I was sitting in my Real Analysis II lecture today when I started to listen to the words the professor was saying. “…the vector-valued function F has first order partial derivatives at x only if each F-sub-i have first order partials at x…” It’s completely unintelligible. I’ve been in this class for a semester plus a month, and I still have moments when I understand all the individual words that the professor is saying, but together they mean nothing to me. Take the course description. “Derivatives as linear maps, differentiable mappings, inverse and implicit function theorems. Further topics such as theory of the Riemann and Lebesgue integral, Hilbert spaces, and Fourier series.” The individual words make sense, but their combination is impenetrable.
The same is true in the computer science department. Even at a very basic level, there’s a whole slew of technologies, constructs, and ideas that lead to jargonized discussions. This means that to the casual observer, even low-level conversations are quickly obfuscated by the language used to describe the discipline.
The reasons for this excess of jargon stem from a couple of sources. First, both mathematics and computer science require a certain degree of precision. Particularly in math, it’s absolutely necessary that the theoretical object being described has an extremely precise definition, and this leads to strings of conditions and properties that it must satisfy—more words leads to more jargon. Both CS and math are continually growing fields. Newer technologies are developed, problem-solving techniques are created, theorems are proved, and every one of them needs a name.

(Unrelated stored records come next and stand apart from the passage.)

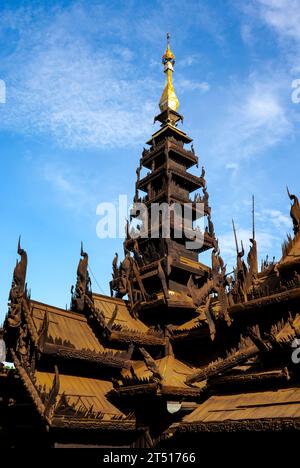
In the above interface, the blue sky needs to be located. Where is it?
[0,0,300,320]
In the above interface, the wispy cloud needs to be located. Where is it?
[0,3,214,148]
[207,72,293,164]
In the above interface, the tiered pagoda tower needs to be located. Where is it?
[111,35,217,320]
[0,34,300,449]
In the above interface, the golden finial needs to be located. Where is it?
[159,33,179,112]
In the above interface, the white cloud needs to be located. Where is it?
[210,73,293,164]
[40,162,96,214]
[256,208,291,229]
[257,0,300,41]
[176,78,210,93]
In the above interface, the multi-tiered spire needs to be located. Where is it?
[159,33,179,112]
[111,34,218,323]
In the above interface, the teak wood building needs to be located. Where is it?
[0,36,300,447]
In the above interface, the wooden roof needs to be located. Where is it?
[35,371,125,421]
[183,387,300,423]
[122,356,202,388]
[31,301,116,353]
[93,293,149,333]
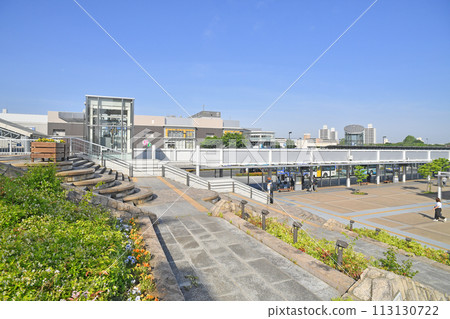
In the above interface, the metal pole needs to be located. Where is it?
[261,209,269,230]
[241,200,247,219]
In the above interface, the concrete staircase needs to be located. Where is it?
[56,157,153,205]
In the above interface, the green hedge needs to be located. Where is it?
[0,166,154,300]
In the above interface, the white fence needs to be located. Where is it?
[0,138,36,155]
[133,148,450,167]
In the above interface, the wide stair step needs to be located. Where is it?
[72,159,89,167]
[95,167,106,174]
[79,161,95,169]
[56,168,94,183]
[73,175,116,190]
[98,182,135,198]
[123,189,153,205]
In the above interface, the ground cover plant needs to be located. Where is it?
[0,166,157,300]
[237,212,369,280]
[353,228,450,266]
[232,211,417,280]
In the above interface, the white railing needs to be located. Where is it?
[133,148,450,168]
[0,138,36,155]
[162,165,269,204]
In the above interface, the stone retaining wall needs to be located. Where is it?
[62,184,184,301]
[343,267,450,301]
[213,205,355,294]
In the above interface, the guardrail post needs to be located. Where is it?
[292,222,303,244]
[261,209,269,230]
[336,239,348,266]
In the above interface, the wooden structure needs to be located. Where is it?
[31,142,69,163]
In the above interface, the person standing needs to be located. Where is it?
[433,197,447,223]
[267,180,273,204]
[312,177,317,192]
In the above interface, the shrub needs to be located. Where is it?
[353,228,450,266]
[0,167,157,300]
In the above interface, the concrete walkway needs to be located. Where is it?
[228,185,450,294]
[136,177,339,300]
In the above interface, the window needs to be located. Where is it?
[52,129,66,136]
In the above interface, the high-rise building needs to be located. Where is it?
[330,127,339,141]
[364,124,377,145]
[319,125,330,140]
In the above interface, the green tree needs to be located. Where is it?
[222,133,247,148]
[200,136,222,148]
[353,166,367,186]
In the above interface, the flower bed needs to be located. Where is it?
[236,212,417,280]
[0,165,157,300]
[353,228,450,266]
[239,213,369,280]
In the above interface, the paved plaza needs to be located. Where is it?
[137,177,339,301]
[274,181,450,250]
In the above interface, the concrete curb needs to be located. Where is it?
[223,212,355,294]
[341,229,450,273]
[137,216,185,301]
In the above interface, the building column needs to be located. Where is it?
[438,172,442,199]
[195,145,200,176]
[346,165,351,187]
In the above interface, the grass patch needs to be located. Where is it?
[353,228,450,266]
[0,166,157,300]
[236,213,417,280]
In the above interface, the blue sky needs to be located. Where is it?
[0,0,450,143]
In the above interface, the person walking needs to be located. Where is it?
[433,197,447,223]
[312,177,317,192]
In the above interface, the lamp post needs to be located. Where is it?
[286,132,292,148]
[336,239,348,266]
[292,222,303,244]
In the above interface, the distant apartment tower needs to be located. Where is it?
[319,125,338,141]
[330,127,338,141]
[319,125,330,140]
[364,124,377,145]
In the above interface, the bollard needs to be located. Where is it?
[261,209,269,230]
[350,220,355,230]
[292,222,303,244]
[241,200,247,219]
[336,239,348,266]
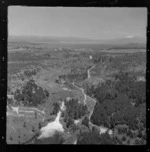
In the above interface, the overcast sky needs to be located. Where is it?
[8,6,147,39]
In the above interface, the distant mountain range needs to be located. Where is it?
[8,36,146,48]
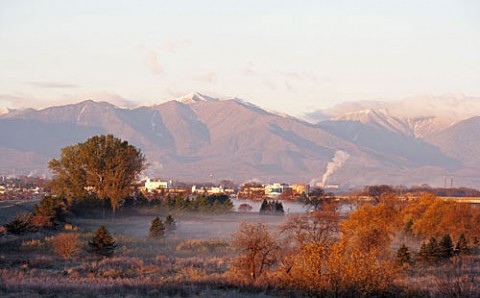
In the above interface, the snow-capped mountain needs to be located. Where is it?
[0,93,480,187]
[176,92,219,104]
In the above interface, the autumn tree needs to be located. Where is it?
[281,206,340,246]
[341,203,400,252]
[88,225,117,257]
[48,135,146,212]
[232,223,279,282]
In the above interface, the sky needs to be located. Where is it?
[0,0,480,115]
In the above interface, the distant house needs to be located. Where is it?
[264,183,292,198]
[145,178,172,192]
[291,183,310,196]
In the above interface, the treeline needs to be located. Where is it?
[361,185,480,199]
[159,194,233,213]
[231,194,480,297]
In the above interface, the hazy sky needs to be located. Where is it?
[0,0,480,114]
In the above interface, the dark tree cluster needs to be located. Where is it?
[260,199,285,214]
[163,194,233,213]
[407,186,480,197]
[148,215,177,238]
[418,234,478,263]
[88,225,117,257]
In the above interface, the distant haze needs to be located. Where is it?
[0,93,480,187]
[0,0,480,116]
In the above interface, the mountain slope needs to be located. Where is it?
[0,93,474,186]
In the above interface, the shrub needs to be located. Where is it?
[5,212,35,235]
[34,195,67,223]
[165,214,177,231]
[88,225,117,257]
[438,235,453,259]
[148,216,166,238]
[53,233,80,260]
[455,234,470,255]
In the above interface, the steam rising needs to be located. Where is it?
[316,150,350,186]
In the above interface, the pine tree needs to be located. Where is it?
[274,201,285,213]
[403,219,413,236]
[396,243,411,265]
[148,216,166,238]
[165,214,177,231]
[88,225,117,257]
[426,237,440,262]
[418,241,428,262]
[438,235,453,259]
[472,237,480,255]
[455,233,470,255]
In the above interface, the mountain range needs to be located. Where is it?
[0,93,480,187]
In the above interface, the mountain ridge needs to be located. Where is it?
[0,93,480,186]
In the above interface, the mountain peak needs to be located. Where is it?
[176,92,219,104]
[0,107,13,115]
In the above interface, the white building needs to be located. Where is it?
[264,183,291,198]
[145,178,172,192]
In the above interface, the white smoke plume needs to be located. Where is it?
[322,150,350,187]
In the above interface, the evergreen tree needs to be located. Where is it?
[403,219,413,236]
[427,237,440,262]
[273,201,285,213]
[148,216,166,238]
[438,235,453,259]
[165,214,177,231]
[418,241,428,262]
[396,243,411,265]
[88,225,117,257]
[472,237,480,255]
[455,233,470,255]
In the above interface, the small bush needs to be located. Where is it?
[176,239,229,252]
[53,233,80,260]
[148,216,166,238]
[5,212,35,235]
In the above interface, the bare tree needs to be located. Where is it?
[232,223,279,282]
[281,206,340,246]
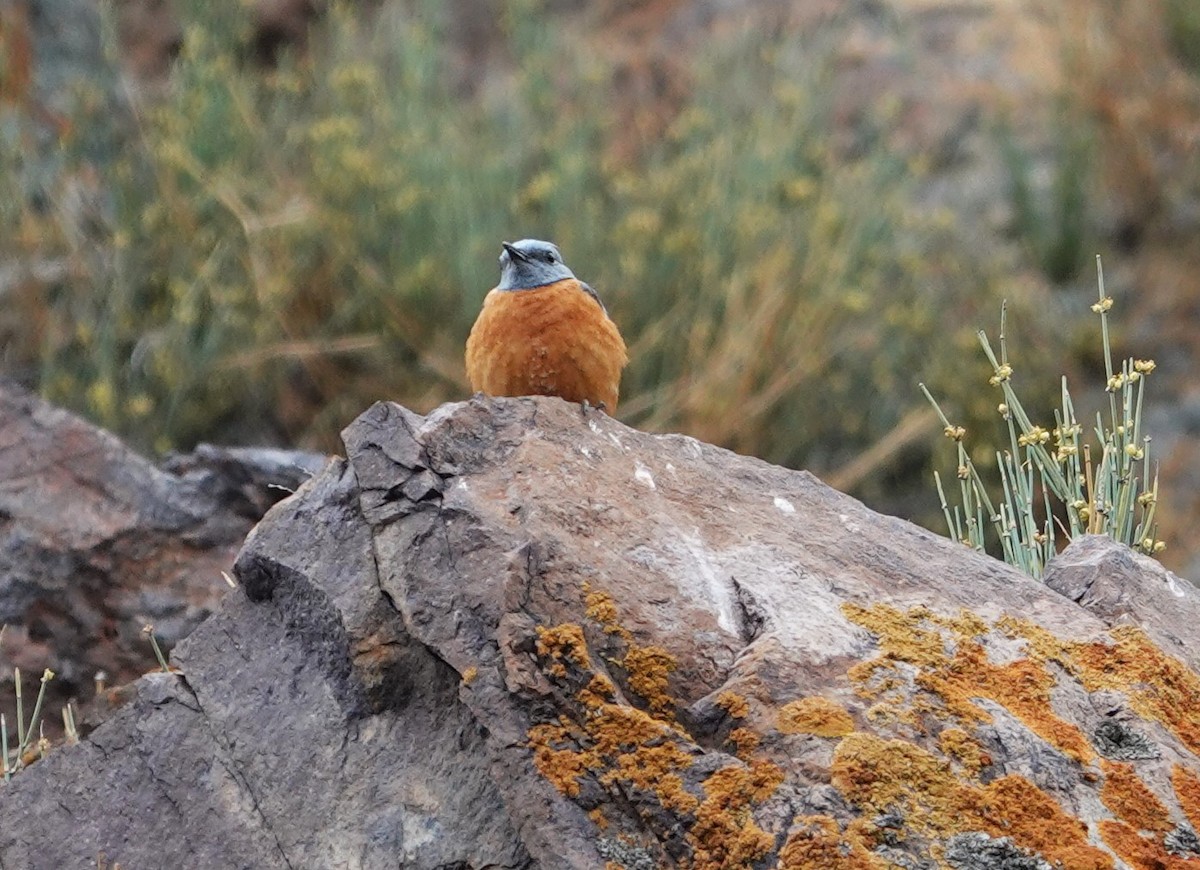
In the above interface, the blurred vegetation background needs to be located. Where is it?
[7,0,1200,565]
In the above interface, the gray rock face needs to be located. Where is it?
[0,398,1200,869]
[0,383,325,721]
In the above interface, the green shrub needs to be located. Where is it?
[920,258,1166,578]
[0,0,1040,488]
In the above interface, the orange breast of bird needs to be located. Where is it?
[467,278,629,414]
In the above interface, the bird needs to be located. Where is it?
[467,239,629,414]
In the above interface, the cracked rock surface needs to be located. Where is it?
[0,380,325,728]
[0,397,1200,870]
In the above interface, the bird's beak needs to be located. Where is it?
[500,241,529,263]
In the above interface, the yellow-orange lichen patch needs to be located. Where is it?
[716,691,750,719]
[620,643,677,719]
[997,617,1200,755]
[1171,764,1200,830]
[965,775,1112,870]
[730,728,762,762]
[829,732,976,839]
[1069,625,1200,755]
[583,583,632,641]
[529,722,589,798]
[775,695,854,737]
[538,623,592,678]
[830,732,1112,870]
[776,816,889,870]
[842,604,1094,762]
[1100,761,1175,834]
[688,761,784,870]
[1099,818,1198,870]
[937,728,991,776]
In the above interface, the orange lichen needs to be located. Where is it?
[1100,761,1175,834]
[830,732,1112,870]
[538,623,592,678]
[968,775,1112,870]
[776,816,888,870]
[529,724,588,798]
[1070,625,1200,755]
[1171,764,1200,830]
[998,617,1200,755]
[1098,818,1196,870]
[575,673,617,708]
[842,604,1094,762]
[730,728,762,761]
[937,728,991,776]
[583,583,632,641]
[620,643,677,719]
[829,732,976,838]
[775,696,854,737]
[688,761,784,870]
[716,691,750,719]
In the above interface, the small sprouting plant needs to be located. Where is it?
[142,623,170,673]
[920,257,1166,578]
[0,667,54,781]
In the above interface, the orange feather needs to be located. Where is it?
[467,278,629,414]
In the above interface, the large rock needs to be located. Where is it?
[0,398,1200,870]
[0,382,325,722]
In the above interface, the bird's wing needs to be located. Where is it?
[580,281,608,317]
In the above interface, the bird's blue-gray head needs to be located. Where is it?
[497,239,575,290]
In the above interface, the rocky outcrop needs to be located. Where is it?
[0,398,1200,870]
[0,382,325,721]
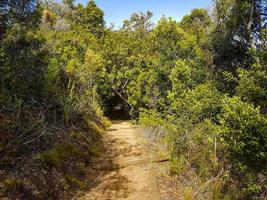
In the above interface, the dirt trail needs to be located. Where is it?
[79,121,160,200]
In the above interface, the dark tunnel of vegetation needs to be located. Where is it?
[0,0,267,200]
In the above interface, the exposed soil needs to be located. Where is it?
[78,121,164,200]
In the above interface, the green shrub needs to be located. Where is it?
[220,97,267,170]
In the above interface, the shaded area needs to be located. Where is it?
[103,95,131,120]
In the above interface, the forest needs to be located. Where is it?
[0,0,267,200]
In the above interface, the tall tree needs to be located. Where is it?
[76,0,105,37]
[212,0,264,94]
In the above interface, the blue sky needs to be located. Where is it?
[76,0,212,27]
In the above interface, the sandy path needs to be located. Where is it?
[79,121,160,200]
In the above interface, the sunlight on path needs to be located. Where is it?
[79,121,159,200]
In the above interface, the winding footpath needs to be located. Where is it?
[79,121,160,200]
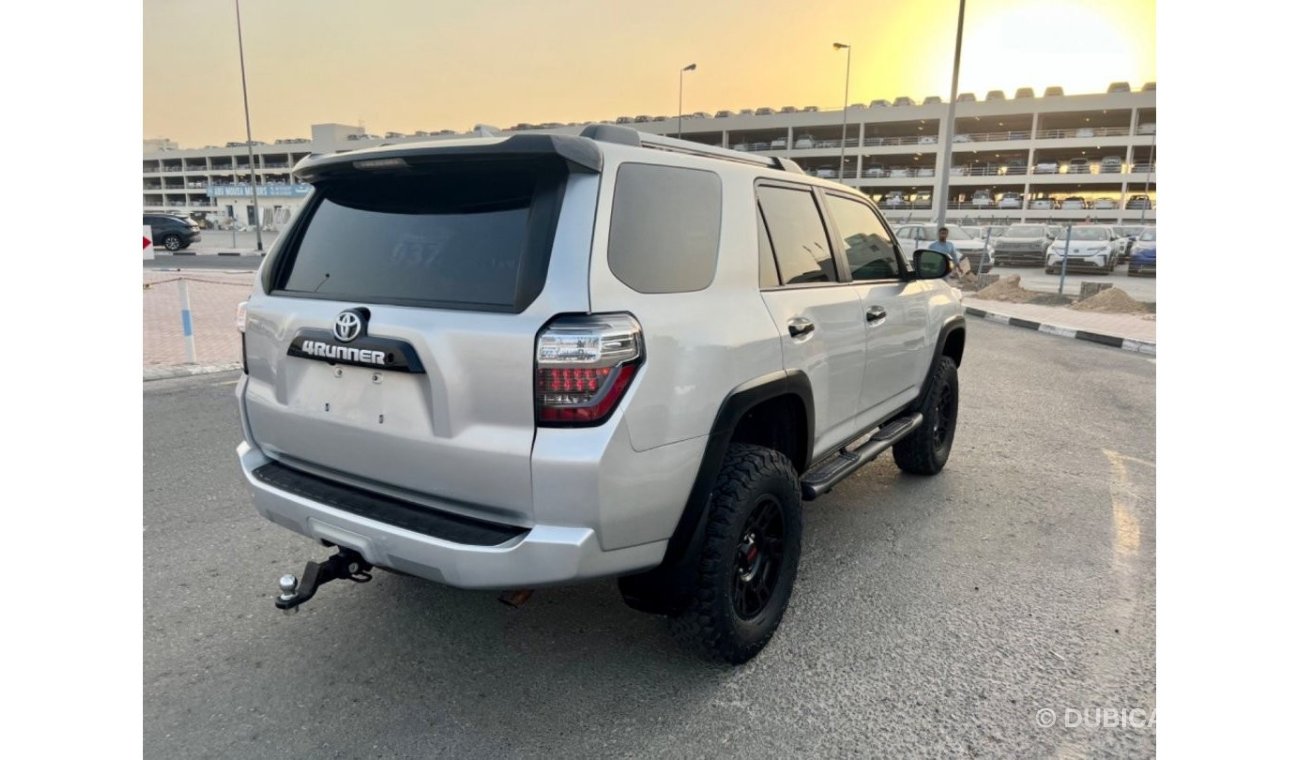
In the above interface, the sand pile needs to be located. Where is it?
[971,274,1039,304]
[1070,287,1151,314]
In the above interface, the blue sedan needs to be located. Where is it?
[1128,227,1156,277]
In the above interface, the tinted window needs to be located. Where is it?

This excess of lingo is absolutely necessary for the disciplines in question, but it has dangerous implications beyond the fields. Consider the freshmen who are interested in CS but don’t have any technical background. As they wander into Halligan, they encounter grad students working on AI research, Comp 40 students having urgent discussions about their latest projects, and professors chatting about the latest result in computational biology. Have I lost you yet? Halligan is the computer science building; AI is artificial intelligence; Comp 40 is a low-level programming class famous for students spending 40 hours per week in the lab (it’s an exaggeration, I promise), computational biology is the field devoted to using computational solutions to solve genetic problems.
The point is, it can be intimidating to walk into an environment where everyone seems to be speaking a different version of English. The best way to handle is to acknowledge that complete understanding won’t happen overnight. It’ll take a while to be fluent in CS, but the learning curve is steep, and two weeks of an introductory course will do wonders for the percentage of sentences understood. It’s like moving into a foreign country—sure, there’s a language barrier, but the are fantastic opportunities just beyond it make it absolutely worth crossing.